- Born: 1970 (age 55–56) Hong Kong
- Education: Niigata University (BSc) Imperial College London (PhD)
- Known for: PT Symmetry | Hilbert–Pólya conjecture | Geometric quantum mechanics | Information-based asset pricing theory
- Scientific career
- Fields: Mathematical Physics Financial Mathematics
- Doctoral advisor: Ray Rivers

= Dorje C. Brody =

British applied mathematician and physicist

Dorje C. Brody (born 1970 in Hong Kong) is a British applied mathematician and mathematical physicist.

== Career ==
Dorje C. Brody was born in Hong Kong, but lived in Japan for a number of years. He received his BSc in physics at Niigata University and earned an MSc and PhD degrees in theoretical physics from Imperial.

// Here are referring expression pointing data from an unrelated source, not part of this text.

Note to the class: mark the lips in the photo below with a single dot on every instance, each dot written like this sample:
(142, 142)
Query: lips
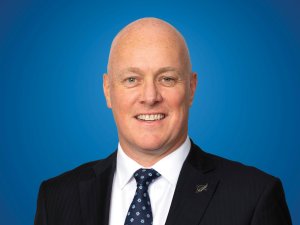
(150, 117)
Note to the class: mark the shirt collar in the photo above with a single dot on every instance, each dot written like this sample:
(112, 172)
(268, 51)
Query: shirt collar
(169, 167)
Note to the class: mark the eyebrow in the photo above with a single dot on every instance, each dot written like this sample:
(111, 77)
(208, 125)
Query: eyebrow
(160, 70)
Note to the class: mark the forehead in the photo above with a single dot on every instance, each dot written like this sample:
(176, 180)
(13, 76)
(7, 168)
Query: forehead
(148, 54)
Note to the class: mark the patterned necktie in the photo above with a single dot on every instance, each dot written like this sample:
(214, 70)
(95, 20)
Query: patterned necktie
(140, 209)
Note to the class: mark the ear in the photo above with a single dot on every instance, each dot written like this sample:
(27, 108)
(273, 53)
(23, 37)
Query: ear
(193, 86)
(106, 89)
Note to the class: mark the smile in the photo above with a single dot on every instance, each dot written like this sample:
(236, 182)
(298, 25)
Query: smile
(150, 117)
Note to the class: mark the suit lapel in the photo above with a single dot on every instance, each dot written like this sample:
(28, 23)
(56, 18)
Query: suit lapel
(195, 188)
(95, 193)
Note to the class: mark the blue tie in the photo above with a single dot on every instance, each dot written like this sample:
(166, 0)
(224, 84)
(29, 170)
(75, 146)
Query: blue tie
(140, 209)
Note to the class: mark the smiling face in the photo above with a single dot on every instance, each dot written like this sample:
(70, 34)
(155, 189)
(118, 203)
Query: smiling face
(149, 88)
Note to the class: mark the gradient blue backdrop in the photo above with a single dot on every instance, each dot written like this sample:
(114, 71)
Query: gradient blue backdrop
(53, 113)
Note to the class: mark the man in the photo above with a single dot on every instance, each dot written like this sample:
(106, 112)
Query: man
(158, 175)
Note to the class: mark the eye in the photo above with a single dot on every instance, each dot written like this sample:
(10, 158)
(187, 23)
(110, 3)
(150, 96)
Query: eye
(130, 81)
(168, 81)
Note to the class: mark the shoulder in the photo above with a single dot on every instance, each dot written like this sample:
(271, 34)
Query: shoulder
(83, 172)
(232, 172)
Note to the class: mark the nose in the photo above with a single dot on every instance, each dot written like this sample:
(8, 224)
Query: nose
(150, 93)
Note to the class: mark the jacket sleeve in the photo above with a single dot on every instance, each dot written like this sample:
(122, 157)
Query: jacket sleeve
(41, 213)
(271, 208)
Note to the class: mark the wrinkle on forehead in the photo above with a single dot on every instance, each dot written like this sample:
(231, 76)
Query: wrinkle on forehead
(148, 31)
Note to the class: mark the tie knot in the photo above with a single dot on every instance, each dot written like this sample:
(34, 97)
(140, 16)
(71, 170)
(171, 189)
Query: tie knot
(144, 177)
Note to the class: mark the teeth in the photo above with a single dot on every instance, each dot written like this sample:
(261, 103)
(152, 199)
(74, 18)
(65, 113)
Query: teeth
(151, 117)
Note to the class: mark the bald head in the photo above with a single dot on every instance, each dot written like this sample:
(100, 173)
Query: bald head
(147, 33)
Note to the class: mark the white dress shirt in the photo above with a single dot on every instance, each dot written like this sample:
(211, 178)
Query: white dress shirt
(161, 191)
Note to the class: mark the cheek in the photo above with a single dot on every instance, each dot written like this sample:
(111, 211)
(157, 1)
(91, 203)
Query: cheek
(122, 100)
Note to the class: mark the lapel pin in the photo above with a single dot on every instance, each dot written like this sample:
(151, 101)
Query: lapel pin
(201, 188)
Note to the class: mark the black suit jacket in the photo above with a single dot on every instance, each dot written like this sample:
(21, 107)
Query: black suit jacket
(210, 191)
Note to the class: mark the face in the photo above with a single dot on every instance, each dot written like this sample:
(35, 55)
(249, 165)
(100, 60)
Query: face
(150, 89)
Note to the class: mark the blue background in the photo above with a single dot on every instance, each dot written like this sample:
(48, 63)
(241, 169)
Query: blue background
(53, 113)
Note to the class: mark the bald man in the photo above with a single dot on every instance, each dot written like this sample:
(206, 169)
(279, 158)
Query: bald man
(158, 175)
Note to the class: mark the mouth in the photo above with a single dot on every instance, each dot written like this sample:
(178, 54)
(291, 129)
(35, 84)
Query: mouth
(150, 117)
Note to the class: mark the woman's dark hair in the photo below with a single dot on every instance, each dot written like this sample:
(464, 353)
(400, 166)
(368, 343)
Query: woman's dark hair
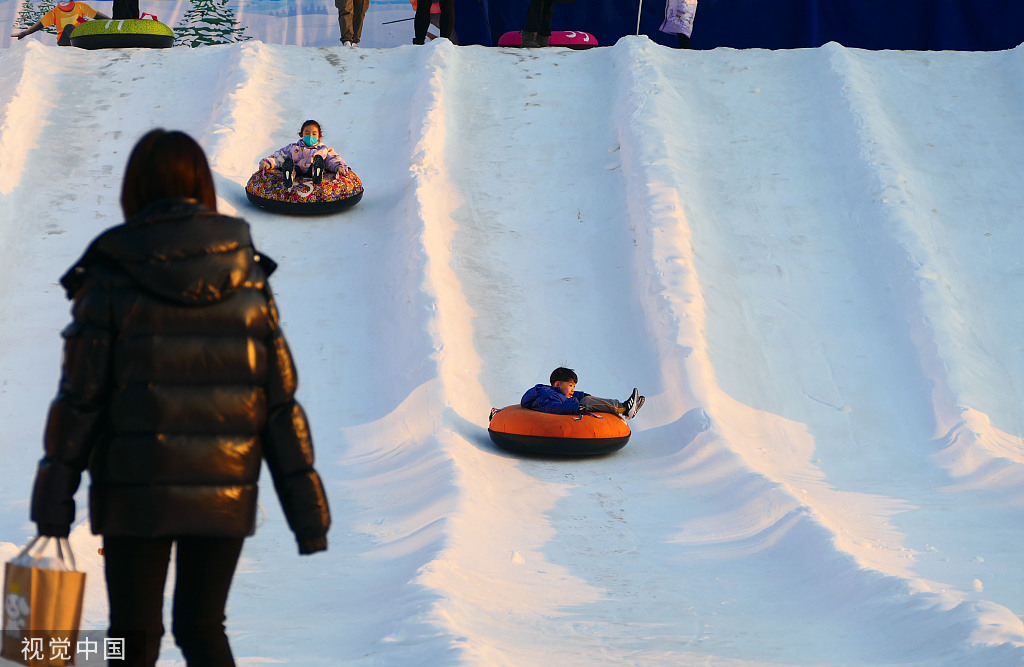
(320, 130)
(166, 164)
(562, 374)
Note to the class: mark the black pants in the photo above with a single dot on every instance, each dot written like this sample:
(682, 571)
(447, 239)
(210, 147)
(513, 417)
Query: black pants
(539, 15)
(136, 572)
(422, 21)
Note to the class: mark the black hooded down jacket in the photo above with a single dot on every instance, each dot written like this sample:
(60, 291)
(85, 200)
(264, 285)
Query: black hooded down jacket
(176, 383)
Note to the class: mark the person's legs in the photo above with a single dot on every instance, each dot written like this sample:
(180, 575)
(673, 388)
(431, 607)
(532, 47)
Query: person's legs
(547, 14)
(597, 404)
(205, 569)
(136, 572)
(358, 15)
(446, 26)
(422, 22)
(345, 18)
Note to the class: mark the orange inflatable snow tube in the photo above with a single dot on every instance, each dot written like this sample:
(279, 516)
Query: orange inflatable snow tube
(528, 431)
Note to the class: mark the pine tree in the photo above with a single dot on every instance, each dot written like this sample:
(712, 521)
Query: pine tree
(209, 22)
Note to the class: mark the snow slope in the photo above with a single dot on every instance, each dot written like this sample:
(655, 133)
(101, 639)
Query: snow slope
(809, 261)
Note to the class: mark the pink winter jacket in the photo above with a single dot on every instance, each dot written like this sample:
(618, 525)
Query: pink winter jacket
(303, 156)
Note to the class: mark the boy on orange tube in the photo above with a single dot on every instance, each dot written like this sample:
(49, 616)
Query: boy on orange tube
(561, 398)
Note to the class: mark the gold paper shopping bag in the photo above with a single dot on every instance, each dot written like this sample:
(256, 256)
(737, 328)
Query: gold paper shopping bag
(42, 608)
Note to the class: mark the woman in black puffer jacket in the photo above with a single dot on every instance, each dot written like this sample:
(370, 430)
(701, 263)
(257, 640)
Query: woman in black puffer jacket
(176, 384)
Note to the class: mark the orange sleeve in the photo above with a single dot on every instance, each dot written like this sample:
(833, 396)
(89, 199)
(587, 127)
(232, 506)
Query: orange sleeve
(50, 17)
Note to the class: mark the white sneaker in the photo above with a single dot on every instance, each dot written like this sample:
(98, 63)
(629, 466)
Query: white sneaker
(633, 404)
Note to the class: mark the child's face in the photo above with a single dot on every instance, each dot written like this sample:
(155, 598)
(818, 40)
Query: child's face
(565, 386)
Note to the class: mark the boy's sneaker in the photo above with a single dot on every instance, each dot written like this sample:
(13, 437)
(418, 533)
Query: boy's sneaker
(316, 169)
(633, 404)
(288, 172)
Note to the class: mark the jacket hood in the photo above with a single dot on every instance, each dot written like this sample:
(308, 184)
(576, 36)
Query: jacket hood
(176, 249)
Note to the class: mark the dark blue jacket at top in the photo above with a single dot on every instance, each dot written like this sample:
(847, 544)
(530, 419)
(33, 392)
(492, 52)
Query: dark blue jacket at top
(545, 398)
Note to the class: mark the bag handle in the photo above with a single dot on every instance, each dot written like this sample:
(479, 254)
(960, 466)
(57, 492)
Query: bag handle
(62, 546)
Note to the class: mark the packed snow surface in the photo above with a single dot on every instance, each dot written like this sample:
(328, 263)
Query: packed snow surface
(811, 262)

Brody held a PPARC (Particle Physics and Astronomy Research Council) research fellowship in the Department of Applied Mathematics and Theoretical Physics in Cambridge University, in conjunction with a Research Fellowship at Churchill College. In 1999 he returned to Imperial College as a Royal Society University Research Fellow. In 2004 Brody was invited to the Imperial Palace in Tokyo as an Outstanding Young Person to meet the Emperor of Japan. Brody has been a full professor since 2011 and since 2018 he has held a Chair in Mathematics at the University of Surrey in the UK.

Brody's research covers a broad range of topics in applied mathematics and theoretical physics. During the early part of his career he focused on statistical mechanics, which led naturally to stochastic processes and financial mathematics in one direction and to thermodynamics and quantum mechanics in another. Brody's work has covered information geometry and geometric quantum theory as well as foundational issues in quantum theory, quantum statistical mechanics and quantum cosmology in theoretical physics; and using concepts of information geometry, nonlinear filtering and information asymmetry in financial mathematics. He is a member of the editorial boards of Journal of Physics A: Mathematical and Theoretical, International Journal of Theoretical and Applied Finance and Information Geometry.

Brody has published more than 100 papers with his most recognisable contributions being in the complex extension of quantum mechanics known as PT-symmetric quantum mechanics, and in the introduction of information-based asset pricing theory. Recently, his work (with Carl M. Bender and Markus Müller) on the Hilbert–Pólya conjecture received significant attention. While Bellissard gave arguments suggesting that the strategy proposed does not work, his arguments were rebutted and a subsequent paper by Brody and Bender proved formally that their original claims were correct.

Dorje C. Brody has held long-term collaborations with Carl M. Bender, Gary W. Gibbons and Lane P. Hughston.